15:34 - Rigueur, c'est un faux procès,
15:36 Jacques Delors, il n'y a pas que Jacques Delors,
15:38 c'est Pierre Moroy qui a convaincu François Mitterrand
15:40 au moment de mars 83,
15:42 quand Mitterrand a pesé le pour et le contre
15:44 entre les différentes politiques.
15:46 C'est évidemment du côté de Moroy,
15:48 mais c'est Moroy qui a dit au Président
15:50 qu'on ne peut pas continuer comme ça,
15:52 on a appliqué les promesses des 110 propositions,
15:54 très bien, mais on a des déficits géants,
15:56 il faut corriger, donc Mitterrand
15:58 fait un choix raisonnable, rationnel,
16:00 très encouragé par Delors.
16:02 Mais Delors pensait, comme d'ailleurs Berrugovoy,
16:04 d'une autre façon, qu'avec une vision sociale,
16:07 il fallait commencer par avoir des comptes équilibrés,
16:09 parce que quand on était avec des déficits exagérés
16:12 ou d'inflation exagérée,
16:14 c'est les plus pauvres qui payent, en fait,
16:16 par rapport à ça. Donc pour lui, il n'y avait aucune...

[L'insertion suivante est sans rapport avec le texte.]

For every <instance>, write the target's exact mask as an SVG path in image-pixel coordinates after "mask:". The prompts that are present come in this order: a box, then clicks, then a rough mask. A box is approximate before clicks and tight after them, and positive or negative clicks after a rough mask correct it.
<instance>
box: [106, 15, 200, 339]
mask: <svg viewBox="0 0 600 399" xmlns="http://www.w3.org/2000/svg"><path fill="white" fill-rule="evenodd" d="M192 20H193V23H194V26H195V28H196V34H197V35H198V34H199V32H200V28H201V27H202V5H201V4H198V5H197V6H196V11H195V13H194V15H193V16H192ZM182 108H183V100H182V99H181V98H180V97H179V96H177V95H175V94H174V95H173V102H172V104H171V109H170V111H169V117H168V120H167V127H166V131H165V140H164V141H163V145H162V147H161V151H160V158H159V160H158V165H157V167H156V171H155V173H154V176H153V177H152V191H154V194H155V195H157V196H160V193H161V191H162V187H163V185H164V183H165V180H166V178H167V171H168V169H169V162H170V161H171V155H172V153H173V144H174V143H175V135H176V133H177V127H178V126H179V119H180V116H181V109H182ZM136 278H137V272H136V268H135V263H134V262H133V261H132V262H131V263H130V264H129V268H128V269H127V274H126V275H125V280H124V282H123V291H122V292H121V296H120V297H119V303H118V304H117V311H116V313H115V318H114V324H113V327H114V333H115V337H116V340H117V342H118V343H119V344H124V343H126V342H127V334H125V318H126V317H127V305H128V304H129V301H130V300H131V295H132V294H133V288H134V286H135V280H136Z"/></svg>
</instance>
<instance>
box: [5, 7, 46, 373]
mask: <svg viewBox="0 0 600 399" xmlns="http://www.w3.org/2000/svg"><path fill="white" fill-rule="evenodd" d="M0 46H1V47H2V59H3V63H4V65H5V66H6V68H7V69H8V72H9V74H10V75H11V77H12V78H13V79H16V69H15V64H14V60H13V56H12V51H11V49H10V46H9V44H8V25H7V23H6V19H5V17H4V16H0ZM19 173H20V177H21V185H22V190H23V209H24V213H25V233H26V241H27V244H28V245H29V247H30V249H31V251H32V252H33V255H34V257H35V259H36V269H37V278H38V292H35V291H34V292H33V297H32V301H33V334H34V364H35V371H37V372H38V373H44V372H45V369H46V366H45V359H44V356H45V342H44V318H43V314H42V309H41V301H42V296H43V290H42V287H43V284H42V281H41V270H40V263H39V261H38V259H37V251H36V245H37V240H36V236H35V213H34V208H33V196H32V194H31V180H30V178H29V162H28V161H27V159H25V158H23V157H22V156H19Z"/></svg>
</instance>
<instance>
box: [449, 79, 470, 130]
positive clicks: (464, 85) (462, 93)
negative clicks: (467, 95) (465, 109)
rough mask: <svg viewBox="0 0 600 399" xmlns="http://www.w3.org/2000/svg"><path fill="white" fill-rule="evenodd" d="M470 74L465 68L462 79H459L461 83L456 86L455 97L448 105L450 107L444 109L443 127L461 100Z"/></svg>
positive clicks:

16:18 Il était très mindaiciste, donc c'était une sorte de lien
16:20 là-dessus entre Mindaice et Mitterrand, vous voyez.
16:22 Donc le procès de la rigueur alimenté
16:24 par une extrême gauche,
16:26 on va dire, démagogique,
16:28 ça n'a pas de portée, c'est pas convaincant.
16:30 - S'il s'était présenté,
16:32 cela aurait peut-être changé le visage
16:34 de la social-démocratie aujourd'hui de la gauche ?
16:36 - D'abord, ça aurait changé l'histoire
16:38 de la France politique récente, bien sûr,
16:40 mais je ne sais pas comment ça serait passé après.
16:42 - Merci beaucoup Hubert Védrine,
16:44 ancien ministre des Affaires étrangères.
16:46 Merci beaucoup d'avoir été ce matin l'invité du 8.30 France Info.